Three Imaginary Girls

Seattle's Indie-Pop Press – Music Reviews, Film Reviews, and Big Fun

While few major artists would dare even attempt to play a concert that included none of the songs that made them famous, PJ Harvey overwhelmed a Seattle crowd by doing just that on June 16th at the Moore. With John Parish handling lead guitar, Harvey unapologetically blasted through a set limited to material from their two collaborative albums, the recently released A Man A Woman Walked By and the 1996 Dance Hall At Louse Point.

Appearing barefoot, in a loose black shift, red lipstick punctuating her chalk-white face, Harvey was at turns innocent, unhinged and oracular.

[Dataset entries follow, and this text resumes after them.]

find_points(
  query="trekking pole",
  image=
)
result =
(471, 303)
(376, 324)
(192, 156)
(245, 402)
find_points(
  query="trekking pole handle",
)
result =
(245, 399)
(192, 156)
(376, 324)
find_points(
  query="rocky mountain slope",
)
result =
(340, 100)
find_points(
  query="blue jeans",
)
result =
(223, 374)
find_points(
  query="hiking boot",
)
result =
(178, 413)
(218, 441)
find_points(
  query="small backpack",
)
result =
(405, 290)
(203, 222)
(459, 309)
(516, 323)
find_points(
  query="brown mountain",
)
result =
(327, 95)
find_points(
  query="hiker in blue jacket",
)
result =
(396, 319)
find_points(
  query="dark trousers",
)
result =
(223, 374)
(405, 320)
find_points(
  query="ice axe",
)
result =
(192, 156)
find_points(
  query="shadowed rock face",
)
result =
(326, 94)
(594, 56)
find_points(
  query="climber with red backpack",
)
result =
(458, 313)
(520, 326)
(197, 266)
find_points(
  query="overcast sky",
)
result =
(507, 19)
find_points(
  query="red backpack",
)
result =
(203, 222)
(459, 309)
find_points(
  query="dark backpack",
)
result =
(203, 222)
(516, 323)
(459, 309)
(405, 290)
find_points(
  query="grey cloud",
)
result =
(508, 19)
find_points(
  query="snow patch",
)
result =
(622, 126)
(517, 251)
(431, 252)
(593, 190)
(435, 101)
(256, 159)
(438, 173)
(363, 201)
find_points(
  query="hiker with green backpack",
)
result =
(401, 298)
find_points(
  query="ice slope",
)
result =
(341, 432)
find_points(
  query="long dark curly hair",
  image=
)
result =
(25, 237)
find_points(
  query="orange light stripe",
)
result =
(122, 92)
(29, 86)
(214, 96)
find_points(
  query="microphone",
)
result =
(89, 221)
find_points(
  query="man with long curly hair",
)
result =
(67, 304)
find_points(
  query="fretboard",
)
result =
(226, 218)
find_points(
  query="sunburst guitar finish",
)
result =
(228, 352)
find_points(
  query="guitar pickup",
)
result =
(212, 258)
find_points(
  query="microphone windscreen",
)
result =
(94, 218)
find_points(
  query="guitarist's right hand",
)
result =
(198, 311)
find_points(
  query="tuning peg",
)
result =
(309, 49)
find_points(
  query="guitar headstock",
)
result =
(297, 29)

One moment a demure young waif in an English garden, skipping across the stage waving a mid-thigh handful of her dress, another deranged and scornful, shrieking “just stick it up your fucking ass” to a man with “chicken liver balls” during the song “A Woman A Man Walked By/The Crow Knows Where All The Little Children Go,” Harvey, as always, confounded easy categorization.

Harvey, Parish and their fedora-wearing bandmates opened the show with a blistering one-two combination, “Black Hearted Love” and “Sixteen, Fifteen, Fourteen,” from A Man A Woman Walked By, the startled crowd responding with a rousing, prolonged ovation.  

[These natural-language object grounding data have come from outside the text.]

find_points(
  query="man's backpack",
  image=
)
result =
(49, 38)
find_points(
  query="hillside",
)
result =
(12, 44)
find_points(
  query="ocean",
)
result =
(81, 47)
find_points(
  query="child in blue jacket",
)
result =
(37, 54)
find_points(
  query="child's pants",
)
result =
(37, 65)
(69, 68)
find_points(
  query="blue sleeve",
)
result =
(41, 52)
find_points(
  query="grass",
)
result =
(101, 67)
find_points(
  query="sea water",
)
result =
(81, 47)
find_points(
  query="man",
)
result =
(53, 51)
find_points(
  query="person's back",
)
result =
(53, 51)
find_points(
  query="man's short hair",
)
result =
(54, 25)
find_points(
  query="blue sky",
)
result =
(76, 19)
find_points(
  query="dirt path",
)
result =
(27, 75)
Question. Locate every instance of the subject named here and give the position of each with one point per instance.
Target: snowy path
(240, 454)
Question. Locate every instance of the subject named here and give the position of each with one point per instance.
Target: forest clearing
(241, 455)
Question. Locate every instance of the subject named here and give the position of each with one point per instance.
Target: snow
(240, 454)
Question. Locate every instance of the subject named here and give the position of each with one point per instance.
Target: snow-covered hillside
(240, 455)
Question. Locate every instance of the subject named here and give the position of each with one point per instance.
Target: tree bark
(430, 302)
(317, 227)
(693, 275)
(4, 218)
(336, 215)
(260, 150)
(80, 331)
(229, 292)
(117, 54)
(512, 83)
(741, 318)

Always unsparing in her depictions of bleakness and despair, Harvey gave no succor to those who may have come seeking uplift or comfort this night. Religious sentiment, for example, found expression only in notes of hypocrisy and disappointment. Harvey fell to her knees pleading “Jesus save me” in the voice of Billy, the fornicating evangelical boyfriend of “Taut,” only later to warn God “you’d better not let me down this time,” while bathed in blue and white shafts of light during the unutterably beautiful “Cracks In The Canvas.” “I’m looking for an answer,” she entreated. “Me and a million others.”

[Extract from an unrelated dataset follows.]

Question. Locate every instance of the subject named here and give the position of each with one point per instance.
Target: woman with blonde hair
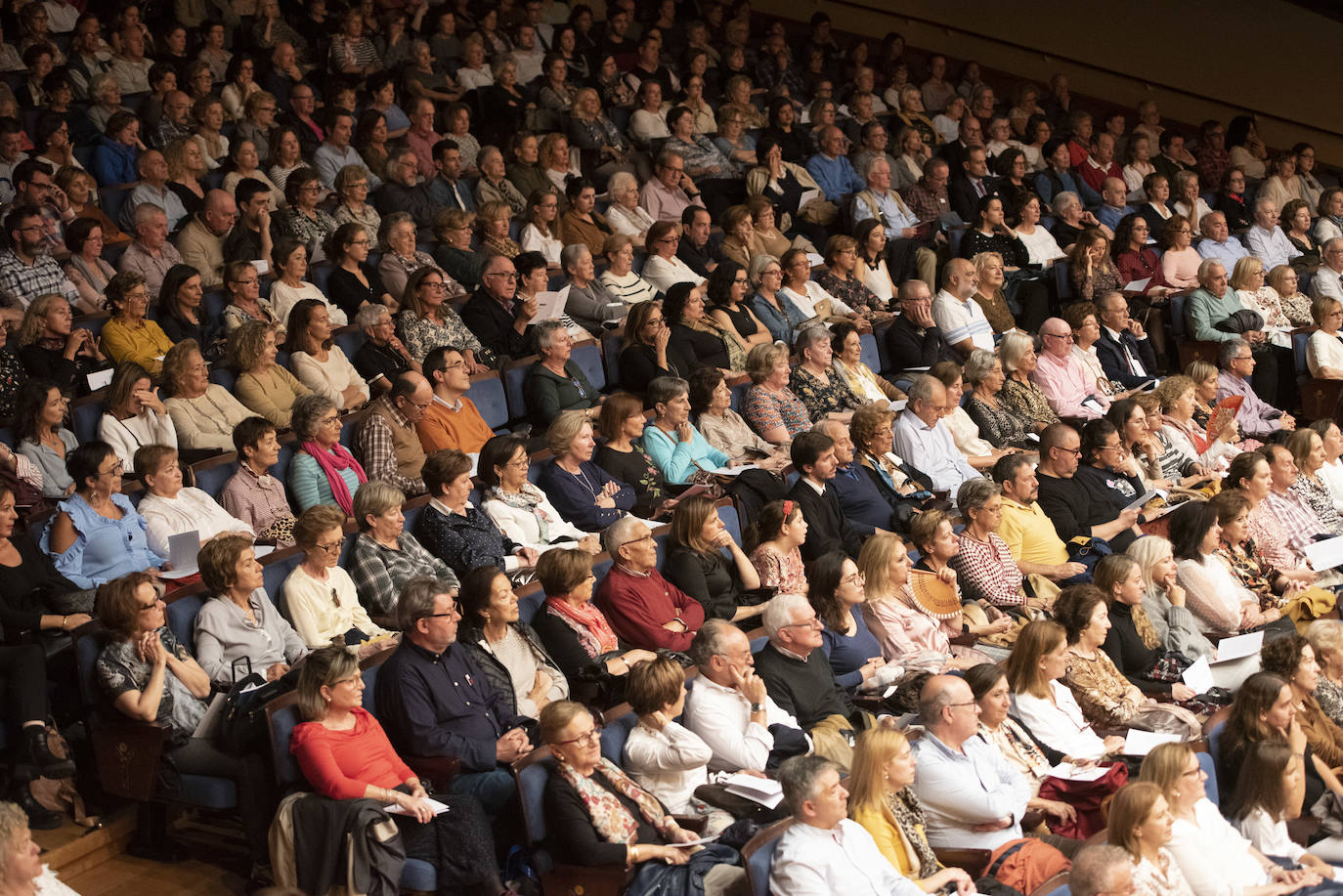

For her encore, Harvey surprised with a John Parish solo song, the beautiful “False Fire.” She then sent the crowd out into the unusually pleasant June night with the melancholy “April,” whose closing line “your rain overcomes me” was a fitting reminder to Seattleites that these summer days are like glimmers of hope or joy in a Harvey song: ephemeral, slated for imminent demise.